Building Large Language Model (LLM) Applications
In a recent video transcription, a speaker from Human Loop discusses the successes and challenges of building LLM applications, particularly focusing on the example of GitHub co-pilot. The talk covers the anatomy of LLM applications, best practices, challenges in building LLMs, and the defensibility of LLM applications.
Introduction to Human Loop
Human Loop is a developer tools company that specializes in helping build functional LLM applications, focusing on prototyping and understanding how applications perform in production.
The speaker highlights Human Loop's vantage point in the LLM space, having observed emerging best practices and trends as people journey from idea to deployed LLM applications.
Anatomy of LLM Applications
The speaker breaks down the components of an LLM application, identifying the three key components as the base model, prompt template, and data selection strategy. These components form the building blocks of an LLM app and contribute to its functionality.
Drawing from the example of GitHub co-pilot, the speaker delves into the specific instance of the application, explaining how it utilizes a 12 billion parameter GPT model, a unique prompt template strategy, and a robust evaluation system. These components contribute to the overall success of GitHub co-pilot as an LLM application.

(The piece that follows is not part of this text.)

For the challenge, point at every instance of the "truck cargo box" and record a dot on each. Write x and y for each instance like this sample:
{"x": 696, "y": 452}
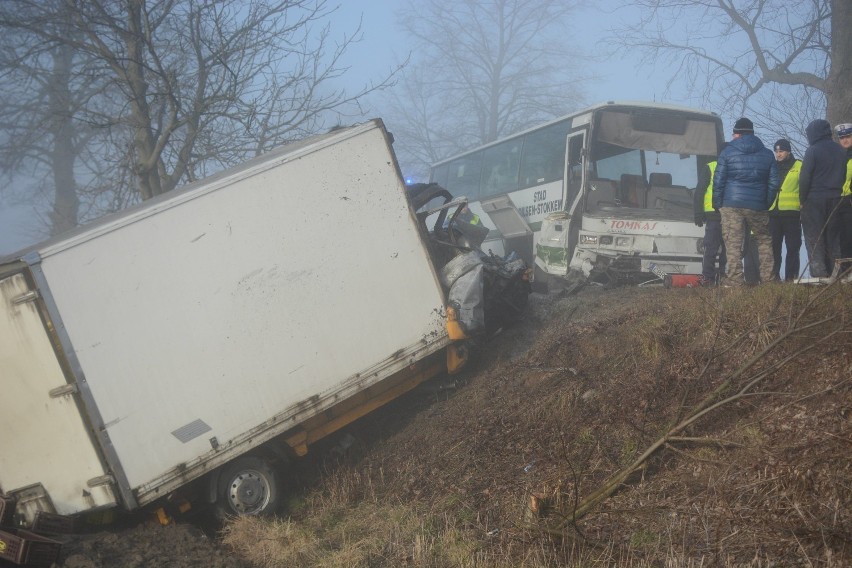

Best Practices and Challenges in Building LLMs
The talk sheds light on some of the emerging best practices in building LLM applications, emphasizing the importance of prompt engineering, retrieval methods, and performance evaluation. However, it also acknowledges the challenges faced in LLM development, including the iterative nature of prompt engineering, the need for factual information integration, and the subjective nature of performance evaluation in LLM applications.
Defensibility of LLM Applications
The speaker highlights the significance of building defensible LLM applications, taking inspiration from successful LLM companies like GitHub co-pilot, Jasper, and Writer. Drawing from these examples, the speaker outlines strategies for making LLM apps defensible, including high switching costs, feedback-driven flywheels, counter positioning, and focusing on great product development.
In conclusion, the speaker emphasizes the importance of balancing a focus on solving real user needs with ensuring the defensibility of LLM applications. While defensibility is a crucial consideration for long-term success, the primary focus should always be on building a functional and impactful product.
Conclusion
This comprehensive talk on building LLM applications provides valuable insights into the best practices, challenges, and approaches to achieving defensibility in the fast-evolving field of large language model applications. It serves as a guide for developers and companies looking to leverage LLMs effectively and build applications that are both functional and defensible in the long run.